Robert refusait de partir : il veillait depuis deux jours le corps de son épouse qui avait été installé provisoirement dans la grange avec toutes les autres victimes de l'attaque aérienne. Le fermier avait insisté pour que tous les corps aient une sépulture digne et il avait commencé à creuser avec deux de ses fils les tombes des quarante-deux victimes.
Leandru s'occupait de Marius et de Juliette qui ne comprenaient pas l'éloignement soudain de leur papa. Maladroitement, le jeune homme essaya de répondre aux questions des enfants au sujet de leur maman. Juliette fut la première à réaliser que plus jamais elle ne recevrait de bisou le soir avant d'aller dormir et elle s'effondra dans les bras de Leandru en sanglotant.
Marius, lui, était convaincu que sa maman dormait et il ne cessait de chuchoter à son ours en peluche qu'elle allait bientôt se réveiller.
Pendant les repas, le petit garçon demandait sans cesse après Alice et le lendemain de son décès, Juliette, dans un hurlement déchirant, lui fit comprendre qu'il ne reverrait plus jamais sa maman.
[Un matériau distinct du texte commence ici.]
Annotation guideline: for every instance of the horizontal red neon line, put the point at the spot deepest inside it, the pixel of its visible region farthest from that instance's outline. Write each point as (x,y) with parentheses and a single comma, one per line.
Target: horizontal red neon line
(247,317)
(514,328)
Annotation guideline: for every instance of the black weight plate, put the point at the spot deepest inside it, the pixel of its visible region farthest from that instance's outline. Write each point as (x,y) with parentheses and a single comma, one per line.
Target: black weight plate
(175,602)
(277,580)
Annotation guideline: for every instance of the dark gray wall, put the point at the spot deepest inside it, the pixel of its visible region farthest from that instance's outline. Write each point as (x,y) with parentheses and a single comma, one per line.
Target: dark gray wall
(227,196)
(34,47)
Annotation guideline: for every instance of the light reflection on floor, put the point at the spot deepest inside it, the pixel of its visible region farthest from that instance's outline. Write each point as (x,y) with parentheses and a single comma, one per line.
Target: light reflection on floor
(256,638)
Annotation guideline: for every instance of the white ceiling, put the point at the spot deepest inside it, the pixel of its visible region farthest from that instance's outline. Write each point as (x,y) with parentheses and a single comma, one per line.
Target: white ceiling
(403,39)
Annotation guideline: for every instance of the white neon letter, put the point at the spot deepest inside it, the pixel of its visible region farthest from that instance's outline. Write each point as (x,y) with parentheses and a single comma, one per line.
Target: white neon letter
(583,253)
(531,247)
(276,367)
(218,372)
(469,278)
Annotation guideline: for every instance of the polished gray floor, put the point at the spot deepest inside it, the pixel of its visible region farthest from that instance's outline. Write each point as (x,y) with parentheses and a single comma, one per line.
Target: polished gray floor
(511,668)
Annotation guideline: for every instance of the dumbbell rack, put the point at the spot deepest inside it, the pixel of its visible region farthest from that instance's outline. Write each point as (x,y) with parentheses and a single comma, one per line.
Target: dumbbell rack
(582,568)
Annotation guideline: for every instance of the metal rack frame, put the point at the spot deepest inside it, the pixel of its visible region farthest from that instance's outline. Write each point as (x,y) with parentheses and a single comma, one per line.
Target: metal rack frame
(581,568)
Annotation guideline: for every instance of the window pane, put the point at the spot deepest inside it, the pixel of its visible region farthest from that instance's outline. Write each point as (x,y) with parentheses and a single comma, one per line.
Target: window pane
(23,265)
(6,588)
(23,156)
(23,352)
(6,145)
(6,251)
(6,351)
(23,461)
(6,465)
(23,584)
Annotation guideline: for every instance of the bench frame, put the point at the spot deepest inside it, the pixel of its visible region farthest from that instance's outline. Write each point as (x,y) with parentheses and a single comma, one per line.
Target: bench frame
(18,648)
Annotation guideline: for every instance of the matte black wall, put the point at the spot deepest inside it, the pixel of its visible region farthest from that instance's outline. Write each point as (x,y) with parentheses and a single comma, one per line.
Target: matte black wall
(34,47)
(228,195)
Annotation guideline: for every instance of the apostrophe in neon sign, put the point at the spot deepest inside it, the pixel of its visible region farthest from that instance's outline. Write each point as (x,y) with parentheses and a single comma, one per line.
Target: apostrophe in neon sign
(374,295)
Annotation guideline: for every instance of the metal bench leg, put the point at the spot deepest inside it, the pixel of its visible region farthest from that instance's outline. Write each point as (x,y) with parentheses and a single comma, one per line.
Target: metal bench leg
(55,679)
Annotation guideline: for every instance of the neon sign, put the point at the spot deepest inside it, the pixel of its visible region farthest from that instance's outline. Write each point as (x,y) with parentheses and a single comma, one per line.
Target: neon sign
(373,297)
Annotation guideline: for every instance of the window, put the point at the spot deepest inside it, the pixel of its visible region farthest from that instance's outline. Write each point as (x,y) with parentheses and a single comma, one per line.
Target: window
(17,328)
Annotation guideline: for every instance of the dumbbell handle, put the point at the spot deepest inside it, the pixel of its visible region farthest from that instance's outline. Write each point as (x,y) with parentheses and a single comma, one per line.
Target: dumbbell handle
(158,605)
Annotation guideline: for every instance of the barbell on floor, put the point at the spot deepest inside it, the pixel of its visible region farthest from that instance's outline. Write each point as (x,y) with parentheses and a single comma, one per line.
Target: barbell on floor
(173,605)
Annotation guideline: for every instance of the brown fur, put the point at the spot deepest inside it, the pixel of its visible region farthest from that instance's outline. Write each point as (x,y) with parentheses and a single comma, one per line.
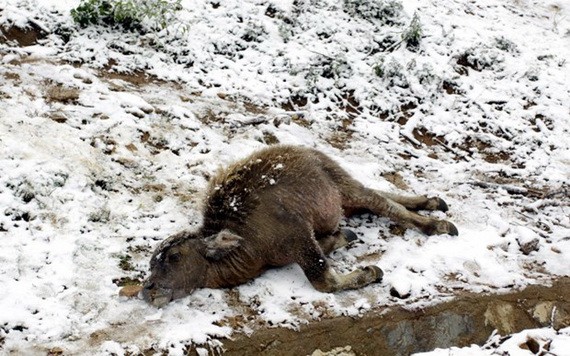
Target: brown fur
(280,205)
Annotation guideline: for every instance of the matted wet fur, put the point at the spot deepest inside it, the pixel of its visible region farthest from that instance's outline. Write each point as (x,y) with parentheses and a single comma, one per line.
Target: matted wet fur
(281,205)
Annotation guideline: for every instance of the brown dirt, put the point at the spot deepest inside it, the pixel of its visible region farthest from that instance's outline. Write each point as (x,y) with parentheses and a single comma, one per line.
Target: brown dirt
(467,319)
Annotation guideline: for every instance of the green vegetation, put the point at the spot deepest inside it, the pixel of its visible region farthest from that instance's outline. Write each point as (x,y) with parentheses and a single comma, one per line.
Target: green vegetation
(388,12)
(413,34)
(133,15)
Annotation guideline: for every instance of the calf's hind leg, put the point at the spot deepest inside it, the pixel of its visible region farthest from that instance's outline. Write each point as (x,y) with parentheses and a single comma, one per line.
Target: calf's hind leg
(416,202)
(358,197)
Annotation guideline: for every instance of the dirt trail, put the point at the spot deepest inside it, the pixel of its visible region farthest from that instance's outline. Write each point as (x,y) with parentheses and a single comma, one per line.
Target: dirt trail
(467,319)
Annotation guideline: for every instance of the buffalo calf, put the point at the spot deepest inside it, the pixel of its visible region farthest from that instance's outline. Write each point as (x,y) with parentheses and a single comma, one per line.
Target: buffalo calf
(281,205)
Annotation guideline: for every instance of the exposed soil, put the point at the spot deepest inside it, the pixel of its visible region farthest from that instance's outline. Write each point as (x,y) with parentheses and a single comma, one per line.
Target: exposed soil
(467,319)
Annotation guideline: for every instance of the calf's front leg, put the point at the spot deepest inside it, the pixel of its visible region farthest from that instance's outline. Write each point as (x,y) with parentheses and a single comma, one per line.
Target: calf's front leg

Marius se tourna vers Leandru un peu comme s'il espérait que le jeune homme contredise les paroles de sa sœur. Mais ce dernier se contenta de le prendre dans ses bras en réprimant ses larmes.
A partir de cet instant, Marius ne prononça plus une parole et il passa le jour suivant assis sur une chaise de la cuisine à tenir son ours en peluche étroitement serré contre lui.
Quelques jours après le décès d'Alice, Leandru apprit, grâce à la radio que possédait le fermier, la capitulation de la France et les conditions strictes imposées par les Allemands. Il insista alors auprès de Robert pour reprendre la route et ce dernier finit par se rendre aux arguments du corse.
Le jeune homme se rendit ensuite dans le salon pour aller chercher Juliette et Marius. Lorsqu'il leur expliqua qu'ils allaient repartir, les deux enfants fondirent en larmes et s'accrochèrent désespérément au divan.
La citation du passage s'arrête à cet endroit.